1. Age Groups: The league comprised 18 age categories (9 male, 9 female) divided into four tiers:
  - Primary school: U8–U12.
  - Junior high school: U13–U15.
  - High school: U16–U17.
  - University: U18–U19.
2. Qualification:
  - Regional qualifiers were held in provinces such as Hainan, Guangdong, and Liaoning, with winners advancing to national finals.
  - National finals occurred in Dalian, Zhuhai, and Yunnan from August to November 2024.

== Key events ==

1. Finals:
  - U19 Male Final: Shandong Taishan U19 defeated Zhejiang U19 11–10 in a penalty shootout on October 29, 2024.

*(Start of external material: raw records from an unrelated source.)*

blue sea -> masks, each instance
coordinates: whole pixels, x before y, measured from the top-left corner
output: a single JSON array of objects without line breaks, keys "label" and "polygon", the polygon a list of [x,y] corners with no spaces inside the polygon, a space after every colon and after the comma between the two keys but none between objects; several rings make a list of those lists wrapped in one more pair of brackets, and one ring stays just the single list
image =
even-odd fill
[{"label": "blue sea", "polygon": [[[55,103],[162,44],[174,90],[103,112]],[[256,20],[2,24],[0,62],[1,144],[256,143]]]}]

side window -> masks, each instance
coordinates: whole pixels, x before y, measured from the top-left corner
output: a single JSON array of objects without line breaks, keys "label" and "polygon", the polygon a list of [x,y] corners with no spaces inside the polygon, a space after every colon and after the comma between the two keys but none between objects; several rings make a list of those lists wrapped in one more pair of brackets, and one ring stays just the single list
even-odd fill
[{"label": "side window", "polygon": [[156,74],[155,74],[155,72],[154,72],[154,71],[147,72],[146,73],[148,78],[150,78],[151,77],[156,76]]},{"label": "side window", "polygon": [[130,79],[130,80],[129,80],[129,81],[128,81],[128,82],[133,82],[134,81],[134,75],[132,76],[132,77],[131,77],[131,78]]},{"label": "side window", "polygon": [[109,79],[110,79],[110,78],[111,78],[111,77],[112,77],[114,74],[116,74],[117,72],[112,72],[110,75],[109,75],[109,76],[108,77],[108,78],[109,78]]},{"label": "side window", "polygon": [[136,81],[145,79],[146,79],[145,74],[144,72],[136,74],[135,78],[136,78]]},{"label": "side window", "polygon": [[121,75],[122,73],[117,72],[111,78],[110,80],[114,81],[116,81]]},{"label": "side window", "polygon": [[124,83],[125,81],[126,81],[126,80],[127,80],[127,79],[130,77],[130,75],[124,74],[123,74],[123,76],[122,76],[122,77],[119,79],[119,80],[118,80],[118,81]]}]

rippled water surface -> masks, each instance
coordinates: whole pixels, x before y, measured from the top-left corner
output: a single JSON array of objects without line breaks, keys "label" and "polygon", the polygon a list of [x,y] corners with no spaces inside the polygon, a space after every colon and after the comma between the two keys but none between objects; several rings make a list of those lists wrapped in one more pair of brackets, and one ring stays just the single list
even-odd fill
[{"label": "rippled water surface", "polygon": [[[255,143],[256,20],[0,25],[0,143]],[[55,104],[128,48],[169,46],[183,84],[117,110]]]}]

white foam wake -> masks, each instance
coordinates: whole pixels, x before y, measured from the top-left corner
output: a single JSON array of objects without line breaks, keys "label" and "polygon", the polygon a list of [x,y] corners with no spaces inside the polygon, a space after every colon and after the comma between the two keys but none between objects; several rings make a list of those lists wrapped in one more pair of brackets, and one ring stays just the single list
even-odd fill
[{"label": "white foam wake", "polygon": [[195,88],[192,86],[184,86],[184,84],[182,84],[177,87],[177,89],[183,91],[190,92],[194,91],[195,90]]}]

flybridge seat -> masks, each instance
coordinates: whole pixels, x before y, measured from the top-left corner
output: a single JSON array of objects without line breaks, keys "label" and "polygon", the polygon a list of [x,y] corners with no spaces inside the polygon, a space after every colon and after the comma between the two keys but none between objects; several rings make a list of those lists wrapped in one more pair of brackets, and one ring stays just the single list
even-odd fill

  - U17 Male Final: Langfang Glory City U17 won 1–0 against Shanghai Port U17 on September 29, 2024.
2. Disciplinary Actions:
  - The CFA penalized Shijiazhuang No. 44 Middle School Rongzhihe FC and Langfang No. 1 Middle School FC for rule violations during qualifiers.
  - Twenty-seven teams, including Hainan Zhonghong, received commendations for adherence to league regulations.
3. Participant Statistics:
  - Over 50,000 players from 30 provinces registered, including regions such as Tibet and Xinjiang.
  - The U17 male group involved 64 teams, split into eight groups during the national finals.